Saturday, July 31, 2010

A Sin and a Shame by Bob Herbert

http://www.nytimes.com/2010/07/31/opinion/31herbert.html?_r=1&hp
When corporations rule the world, as they do now, treacherous treatment of workers is the norm. Millions of workers have been exploited by corporations during this recession/depression, with many more being let go than was necessary. Those who were retained were kept in fear of losing their jobs, and given pay cuts and longer hours. Guess who is reaping the profits from the misery caused to the middle class? (Hint: it's not "trickling down") As Bob Herbert says in his column today,
"Many of those workers were cashiered for no reason other than outright greed by corporate managers. And that cruel, irresponsible, shortsighted policy has resulted in widespread human suffering and is doing great harm to the economy."

EXCERPT:
Increases in the productivity of American workers are supposed to go hand in hand with improvements in their standard of living. That’s how capitalism is supposed to work. That’s how the economic pie expands, and we’re all supposed to have a fair share of that expansion.

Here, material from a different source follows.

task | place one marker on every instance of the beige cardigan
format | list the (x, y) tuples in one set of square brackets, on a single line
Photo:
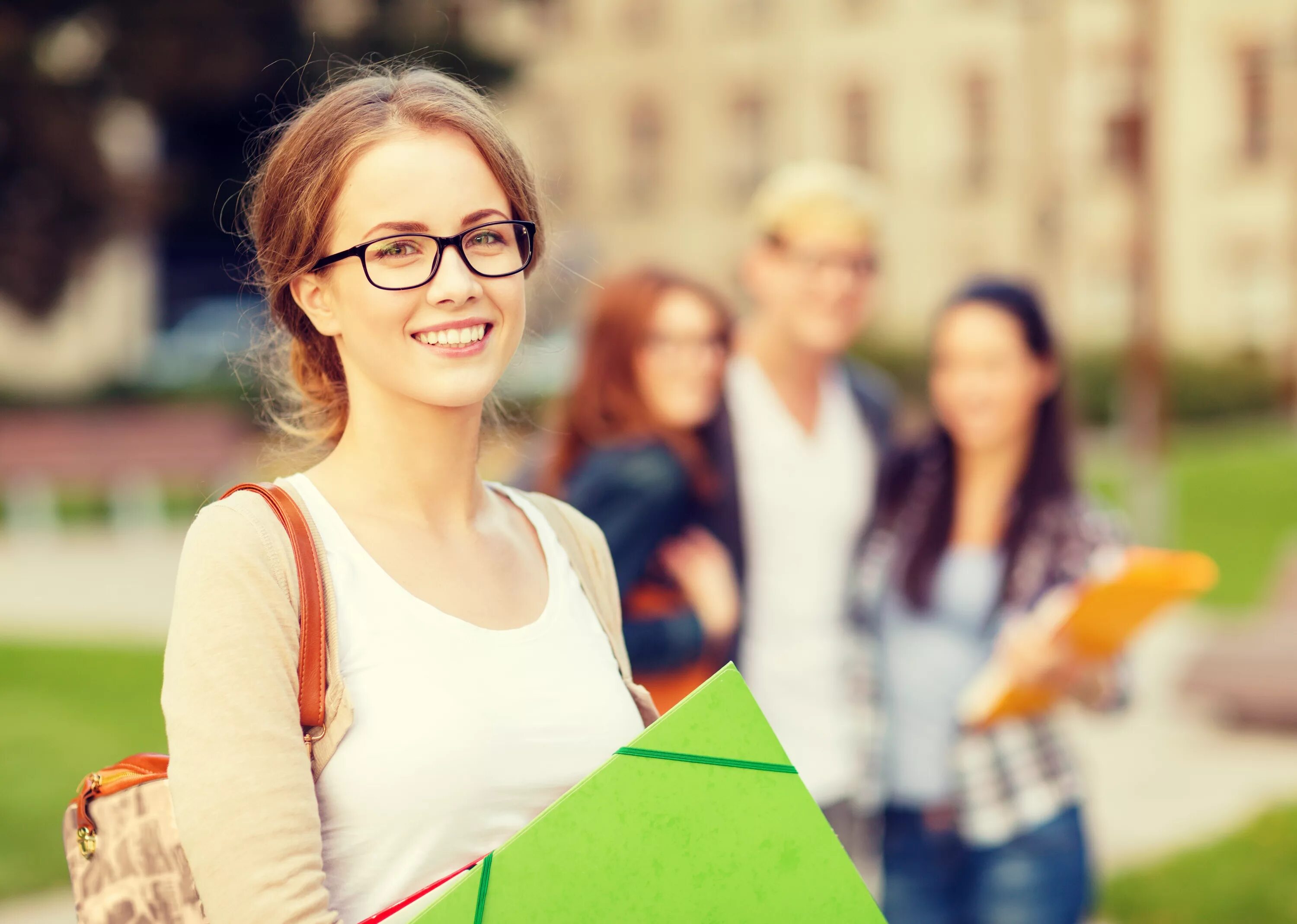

Corporations have now said the hell with that. Economists believe the nation may have emerged, technically, from the recession early in the summer of 2009. As Professor Sum writes in a new study for the labor market center, this period of economic recovery “has seen the most lopsided gains in corporate profits relative to real wages and salaries in our history.”

Worker productivity has increased dramatically, but the workers themselves have seen no gains from their increased production. It has all gone to corporate profits. This is unprecedented in the postwar years, and it is wrong.

Having taken everything for themselves, the corporations are so awash in cash they don’t know what to do with it all. Citing a recent article from Bloomberg BusinessWeek, Professor Sum noted that in July cash at the nation’s nonfinancial corporations stood at $1.84 trillion, a 27 percent increase over early 2007. Moody’s has pointed out that as a percent of total company assets, cash has reached a level not seen in the past half-century.

Executives are delighted with this ill-gotten bonanza.